Online-quote carriers let you compare rates across multiple companies in one session. Broker-required carriers add a step: you provide your household's details to an agent, wait for the quote, then compare it against the online quotes you pulled yourself. For a household with three or four vehicles, that extra step is worth taking if the broker-only carrier prices lower than the online options — but you won't know until you ask.

Illinois Minimum Liability Limits

$25,000 / $50,000 / $20,000

Illinois requires $25,000 bodily injury per person, $50,000 bodily injury per accident, and $20,000 property damage. Every vehicle on a multi-car policy must carry at least these limits; most carriers recommend higher limits when insuring multiple cars to protect household assets.

Illinois compiled statutes, 625 ILCS 5/7-203

Comparing Carriers When You're Insuring Three or More Vehicles

A household with three or more vehicles needs to compare total premium, not per-vehicle rates. Some carriers apply the multi-car discount to every vehicle; others apply it only to the second vehicle and beyond, leaving the first car at full price. A carrier that prices the first car at a low base rate but applies a small discount to the remaining vehicles may cost more overall than a carrier with a higher base rate but a larger discount on vehicles two, three, and four.

The discount structure matters most when drivers on the policy have different risk profiles. If one driver has a violation and the other two have clean records, some carriers assign the violation surcharge only to the vehicle that driver primarily operates; others spread the surcharge across the entire policy. A carrier that isolates the surcharge to one vehicle will price lower for the household than a carrier that applies it to all three cars. You won't know which approach a carrier uses until you enter every driver and vehicle into the quote tool and see the final premium.

What to Do Right Now

Start with the online-quote carriers: enter your household's vehicles, drivers, and coverage selections into quote tools for State Farm, GEICO, Progressive, Allstate, and Farmers. Compare the total premium after the multi-car discount is applied to every vehicle.
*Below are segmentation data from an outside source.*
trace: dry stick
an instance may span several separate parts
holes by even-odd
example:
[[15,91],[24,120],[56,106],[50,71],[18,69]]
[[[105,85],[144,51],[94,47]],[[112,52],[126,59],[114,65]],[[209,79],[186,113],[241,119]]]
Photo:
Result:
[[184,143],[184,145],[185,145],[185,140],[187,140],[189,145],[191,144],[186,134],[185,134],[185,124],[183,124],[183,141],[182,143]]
If any driver on the policy has a violation or at-fault accident, add quotes from Bristol West, Dairyland, and National General — non-standard carriers that may price the household lower than standard carriers after surcharges. If every driver has a clean record, add Amica and Auto-Owners through an independent agent to see whether preferred-tier pricing beats the standard market. The carrier licensed to write your household is the one that quotes the lowest total premium for the coverage you actually need.